What Does the President Have Against Sin City?

Obama’s recent remarks about Las Vegas have been approached as just another gaffe, a throwaway line that could have the unintentional result of driving business away from the economically beleaguered state of Nevada. But there may be deeper implications hidden in his words.


First, here’s what Obama said, in context:

Responsible families don’t do their budgets the way the federal government does. Right? When times are tough, you tighten your belts. You don’t go buying a boat when you can barely pay your mortgage. You don’t blow a bunch of cash on Vegas when you’re trying to save for college. You prioritize. You make tough choices. It’s time your government did the same.

After the furor of criticism, Obama apologized, writing a letter to Harry Reid:

I wasn’t saying anything negative about Las Vegas. I was making the simple point that families use vacation dollars, not college tuition money, to have fun. There is no place better to have fun than Vegas, one of our country’s great destinations.

But it’s not as though Obama can plead ignorance. He has dissed Las Vegas before, and gotten a great deal of negative publicity for it. Surely that must have made an impression on him. Nor can he say his recent remarks about Las Vegas were off-the-cuff; they were carefully prepared and vetted by him in a speech. So why did he repeat the error?

We can dismiss Obama’s claim that he said nothing negative about the city. Although that is technically true — his words were about vacationing itself, using Vegas as an example — he must know that discouraging people from blowing their money in Las Vegas is discouraging people from going to Vegas itself, and that one of the biggest draws there is gambling.

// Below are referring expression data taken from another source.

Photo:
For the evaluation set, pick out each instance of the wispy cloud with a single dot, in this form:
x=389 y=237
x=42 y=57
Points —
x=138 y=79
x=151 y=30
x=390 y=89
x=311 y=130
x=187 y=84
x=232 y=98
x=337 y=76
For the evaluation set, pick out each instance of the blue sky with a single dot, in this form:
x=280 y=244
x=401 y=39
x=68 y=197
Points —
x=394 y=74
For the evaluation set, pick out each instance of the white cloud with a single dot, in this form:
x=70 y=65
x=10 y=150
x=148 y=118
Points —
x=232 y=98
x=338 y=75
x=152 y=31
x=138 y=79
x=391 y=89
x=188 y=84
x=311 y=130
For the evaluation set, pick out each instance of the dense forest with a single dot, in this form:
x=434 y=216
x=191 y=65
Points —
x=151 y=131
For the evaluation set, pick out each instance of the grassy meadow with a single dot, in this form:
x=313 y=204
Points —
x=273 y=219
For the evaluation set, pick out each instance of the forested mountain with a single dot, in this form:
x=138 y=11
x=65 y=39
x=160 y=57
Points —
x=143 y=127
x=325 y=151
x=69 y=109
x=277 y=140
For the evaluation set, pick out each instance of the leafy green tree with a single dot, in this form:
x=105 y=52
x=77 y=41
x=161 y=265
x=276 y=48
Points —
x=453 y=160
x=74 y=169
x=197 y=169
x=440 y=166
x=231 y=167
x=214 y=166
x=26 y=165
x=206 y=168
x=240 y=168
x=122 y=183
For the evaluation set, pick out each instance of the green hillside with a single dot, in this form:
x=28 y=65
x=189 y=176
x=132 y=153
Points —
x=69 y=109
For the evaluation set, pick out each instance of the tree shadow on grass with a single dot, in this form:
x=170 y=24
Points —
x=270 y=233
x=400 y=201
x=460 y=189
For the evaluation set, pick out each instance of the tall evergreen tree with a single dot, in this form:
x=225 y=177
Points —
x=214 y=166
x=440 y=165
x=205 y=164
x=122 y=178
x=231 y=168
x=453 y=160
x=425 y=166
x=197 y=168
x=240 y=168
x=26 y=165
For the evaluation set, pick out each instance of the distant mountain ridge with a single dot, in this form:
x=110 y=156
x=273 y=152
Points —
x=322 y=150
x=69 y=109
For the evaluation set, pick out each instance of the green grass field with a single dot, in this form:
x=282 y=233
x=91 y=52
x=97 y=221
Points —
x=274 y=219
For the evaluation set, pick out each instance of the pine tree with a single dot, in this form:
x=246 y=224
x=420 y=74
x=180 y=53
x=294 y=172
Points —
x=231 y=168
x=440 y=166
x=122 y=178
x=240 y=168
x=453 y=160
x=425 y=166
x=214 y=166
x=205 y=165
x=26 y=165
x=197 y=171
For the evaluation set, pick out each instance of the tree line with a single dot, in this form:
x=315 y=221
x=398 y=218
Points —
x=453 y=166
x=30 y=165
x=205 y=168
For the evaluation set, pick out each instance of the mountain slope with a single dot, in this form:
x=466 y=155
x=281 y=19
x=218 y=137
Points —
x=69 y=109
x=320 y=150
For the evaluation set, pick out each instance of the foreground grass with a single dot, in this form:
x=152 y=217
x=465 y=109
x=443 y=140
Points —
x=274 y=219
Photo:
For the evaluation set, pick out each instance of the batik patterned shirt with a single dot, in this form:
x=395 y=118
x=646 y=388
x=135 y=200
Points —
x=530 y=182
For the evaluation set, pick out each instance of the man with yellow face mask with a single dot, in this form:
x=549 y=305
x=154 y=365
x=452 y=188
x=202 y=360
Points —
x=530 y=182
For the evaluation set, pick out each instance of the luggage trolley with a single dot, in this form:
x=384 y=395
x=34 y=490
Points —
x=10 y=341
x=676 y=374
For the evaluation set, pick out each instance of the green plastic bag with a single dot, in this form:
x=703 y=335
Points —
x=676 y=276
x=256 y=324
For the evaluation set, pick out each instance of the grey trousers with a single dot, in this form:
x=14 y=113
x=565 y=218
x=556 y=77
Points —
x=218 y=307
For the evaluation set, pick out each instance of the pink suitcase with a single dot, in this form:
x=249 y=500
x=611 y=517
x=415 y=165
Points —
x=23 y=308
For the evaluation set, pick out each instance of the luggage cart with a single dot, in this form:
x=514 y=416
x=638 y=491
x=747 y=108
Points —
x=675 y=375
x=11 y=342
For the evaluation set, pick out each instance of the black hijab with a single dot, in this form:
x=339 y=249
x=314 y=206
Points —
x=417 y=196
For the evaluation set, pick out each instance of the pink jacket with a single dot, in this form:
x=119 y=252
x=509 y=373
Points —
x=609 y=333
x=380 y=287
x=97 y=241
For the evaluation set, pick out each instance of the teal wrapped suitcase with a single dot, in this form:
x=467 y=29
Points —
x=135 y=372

Vegas is a city, but it’s hardly a typical city; gambling and the resultant tourism are its raison d’etre and the driving force behind its economy. Discouraging people from going there has negative repercussions for the financial health of the city of Las Vegas and the state of Nevada.

If Obama didn’t know that originally, he had to have learned it after his previous remarks. So we are left with the conclusion that  (a) he is abysmally forgetful; (b) he is abysmally stupid; or (c) something keeps driving him to criticize Vegas. Or perhaps some combination of all three.

My guess is that it’s mostly (c), and that this has the side effect of making him seem forgetful and perhaps even stupid on this topic. I believe that what is driving him so forcefully is his desire to be a preacher/teacher to the great American unwashed, a superior moralizer who likes to lecture inferior others on what they should do with their money.

This, of course, has little to do with what the federal government does with its money (which so far, especially under Obama, and despite his remarks about priorities and tough choices, is to spend and gamble away our children’s future), or what personal extravagance the Obamas have shown in the White House (quite a bit). Frugality is for the little people, the ones who fail to do simple things like keeping their tires properly inflated and using those vile energy-saving bulbs.


You know, those bitter clingers and the rednecks who are so stupid as to blow money in places like Vegas when they need it for bigger and better things. The folks who might even value their personal freedom to do whatever they choose to — including gamble, if they happen to feel like it — without sourpuss preacherman Obama spoiling their fun. Las Vegas seems to be a symbol to Obama, a sort of secular Sodom and Gomorrah rolled into one, and he just can’t resist using it as an example of what not to do and where not to go.

But there’s an even deeper problem behind what Obama is saying here: his ignorance of the way economics actually works, or even the way Vegas works. It might indeed be a much better choice for an individual who is struggling to pay college tuition to stay away from Vegas, and especially from gambling. Or he/she might actually be taking advantage of some of the amazing deals there. The last time I looked (and granted, that was a long time ago; I must confess right here and now that Vegas is not my idea of a fun vacation), there were reductions on hotels and food in order to pull in the gamblers. But if you could resist the lure of the tables and the slot machines you could have a pretty nifty and even economical stay.

But the more important point is that the economy of Las Vegas and Nevada depend to a large extent on tourism, and to discourage that activity it is to economically depress the state further. And anything that depresses one state depresses the country as a whole.


Obama’s remarks could also be construed as discouraging vacationing and tourism in general. There are more states than Nevada that depend heavily on that sort of thing — Vermont, for one, and perhaps even his home state of Hawaii, a rather expensive place to visit.

No city (or state) is an island entire of itself, even if it happens to consist of islands, like Hawaii. Each state is part of our economy, which is a complex and interrelated system. If President Obama doesn’t know that already, he ought to start learning very fast.